You’ll root for Jim Harper, and Maggie Jordan. You’ll almost hiss at Don, the outgoing ExP. Old veteran Sam Waterston does his best as the cagey and wise newsman sitting atop the news Division at ACN. He’s filled with war stories from Vietnam, and an inspiring amount of confidence in the team that he assembled. Yes, that’s right. It was all his doing. Bringing in Mackenzie, pointing Don at another show (the 10:00 o’clock news), and all the internal motion was because he believed in the news, in Jeff Daniels’ Will McAvoy, and that he bought into the opportunity to give Mackenzie McHale the ExP job to float McAvoy’s ship once more.
Simply, I thought this opening episode was brilliant.













Comments
Thank you for posting all the great dialog from this amazing show. You are the only source I’ve found to obtain some of the great quotes from Newsroom.

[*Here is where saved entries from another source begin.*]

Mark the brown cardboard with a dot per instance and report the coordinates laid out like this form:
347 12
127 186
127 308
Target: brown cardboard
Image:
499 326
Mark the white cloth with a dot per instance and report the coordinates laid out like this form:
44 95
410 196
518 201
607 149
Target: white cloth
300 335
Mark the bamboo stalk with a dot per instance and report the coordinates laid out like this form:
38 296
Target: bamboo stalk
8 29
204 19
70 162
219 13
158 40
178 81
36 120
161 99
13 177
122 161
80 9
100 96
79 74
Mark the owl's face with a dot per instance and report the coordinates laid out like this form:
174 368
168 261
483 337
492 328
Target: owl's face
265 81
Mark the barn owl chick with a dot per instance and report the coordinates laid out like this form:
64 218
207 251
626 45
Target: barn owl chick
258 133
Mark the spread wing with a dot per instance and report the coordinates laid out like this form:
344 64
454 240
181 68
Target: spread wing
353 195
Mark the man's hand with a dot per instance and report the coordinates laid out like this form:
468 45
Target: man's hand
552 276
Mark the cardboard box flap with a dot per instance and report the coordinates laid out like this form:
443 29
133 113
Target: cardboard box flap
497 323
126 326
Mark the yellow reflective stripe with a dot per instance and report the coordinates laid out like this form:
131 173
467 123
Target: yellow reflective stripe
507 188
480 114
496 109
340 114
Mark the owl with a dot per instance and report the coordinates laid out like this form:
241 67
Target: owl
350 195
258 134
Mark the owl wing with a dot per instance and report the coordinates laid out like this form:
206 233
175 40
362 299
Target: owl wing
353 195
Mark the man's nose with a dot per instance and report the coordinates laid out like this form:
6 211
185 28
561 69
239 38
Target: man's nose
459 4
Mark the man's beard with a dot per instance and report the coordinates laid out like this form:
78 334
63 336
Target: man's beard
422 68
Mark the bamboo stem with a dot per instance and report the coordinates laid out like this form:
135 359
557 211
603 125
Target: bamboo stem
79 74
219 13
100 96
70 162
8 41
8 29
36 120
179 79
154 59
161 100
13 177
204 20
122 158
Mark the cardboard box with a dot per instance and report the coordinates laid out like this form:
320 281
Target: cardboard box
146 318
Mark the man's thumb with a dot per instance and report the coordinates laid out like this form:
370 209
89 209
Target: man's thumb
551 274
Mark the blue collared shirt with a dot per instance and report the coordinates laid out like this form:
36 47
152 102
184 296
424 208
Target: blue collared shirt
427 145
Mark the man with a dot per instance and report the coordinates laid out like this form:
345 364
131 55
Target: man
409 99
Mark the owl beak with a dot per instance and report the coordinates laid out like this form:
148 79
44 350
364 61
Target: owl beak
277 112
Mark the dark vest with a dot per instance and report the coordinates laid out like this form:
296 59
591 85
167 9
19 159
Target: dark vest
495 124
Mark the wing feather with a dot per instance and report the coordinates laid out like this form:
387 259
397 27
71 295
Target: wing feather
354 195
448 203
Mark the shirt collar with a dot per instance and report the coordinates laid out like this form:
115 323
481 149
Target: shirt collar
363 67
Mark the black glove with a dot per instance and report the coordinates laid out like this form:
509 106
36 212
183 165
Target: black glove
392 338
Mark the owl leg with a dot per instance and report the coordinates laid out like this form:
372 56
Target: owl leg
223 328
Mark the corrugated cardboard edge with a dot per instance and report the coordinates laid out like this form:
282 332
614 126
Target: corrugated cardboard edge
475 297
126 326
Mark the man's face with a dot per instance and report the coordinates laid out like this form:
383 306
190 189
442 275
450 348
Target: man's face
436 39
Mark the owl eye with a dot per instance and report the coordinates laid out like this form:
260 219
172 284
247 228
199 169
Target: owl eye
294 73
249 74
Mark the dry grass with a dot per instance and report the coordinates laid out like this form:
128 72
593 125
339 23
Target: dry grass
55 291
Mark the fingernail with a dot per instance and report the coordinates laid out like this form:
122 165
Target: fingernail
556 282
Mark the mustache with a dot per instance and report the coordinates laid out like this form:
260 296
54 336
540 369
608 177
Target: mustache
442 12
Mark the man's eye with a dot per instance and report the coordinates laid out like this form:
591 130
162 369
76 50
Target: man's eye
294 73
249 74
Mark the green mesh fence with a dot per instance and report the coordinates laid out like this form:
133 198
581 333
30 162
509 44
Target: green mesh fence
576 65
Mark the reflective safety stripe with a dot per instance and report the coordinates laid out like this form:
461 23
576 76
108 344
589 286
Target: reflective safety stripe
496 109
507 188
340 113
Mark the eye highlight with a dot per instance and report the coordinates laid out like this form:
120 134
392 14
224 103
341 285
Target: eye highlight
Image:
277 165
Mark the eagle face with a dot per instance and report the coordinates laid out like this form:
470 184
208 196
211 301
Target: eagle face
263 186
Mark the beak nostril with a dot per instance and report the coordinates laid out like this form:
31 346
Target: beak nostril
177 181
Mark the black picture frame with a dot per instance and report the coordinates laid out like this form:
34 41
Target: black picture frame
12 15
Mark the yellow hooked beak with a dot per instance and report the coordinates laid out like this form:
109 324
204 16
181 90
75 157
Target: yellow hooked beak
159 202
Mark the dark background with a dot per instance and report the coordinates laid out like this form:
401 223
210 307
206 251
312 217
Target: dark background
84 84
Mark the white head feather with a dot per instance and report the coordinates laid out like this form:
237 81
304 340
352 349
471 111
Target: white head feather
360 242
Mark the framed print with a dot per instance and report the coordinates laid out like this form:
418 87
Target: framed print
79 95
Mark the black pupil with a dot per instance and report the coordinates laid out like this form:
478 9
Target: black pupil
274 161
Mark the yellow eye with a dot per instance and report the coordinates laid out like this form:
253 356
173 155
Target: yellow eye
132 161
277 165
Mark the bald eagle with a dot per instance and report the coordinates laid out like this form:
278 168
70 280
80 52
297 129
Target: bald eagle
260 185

Thanks JC – I’m really pumped for the 2nd episode tonight.
Holy F. Dialog (or dialogue) I can appreciate. But the constant emotive shrill verbal barrage is getting to be a f*ng annoyance if not noise. I probably don’t get it….not sure if I can get educated on this one.
Thanks for the comment. That’s Sorkin’s style. He utilizes verbal barrages rather than guns, auto chases, and violent actions. Of course one can feel assaulted by words too, so I understand your point.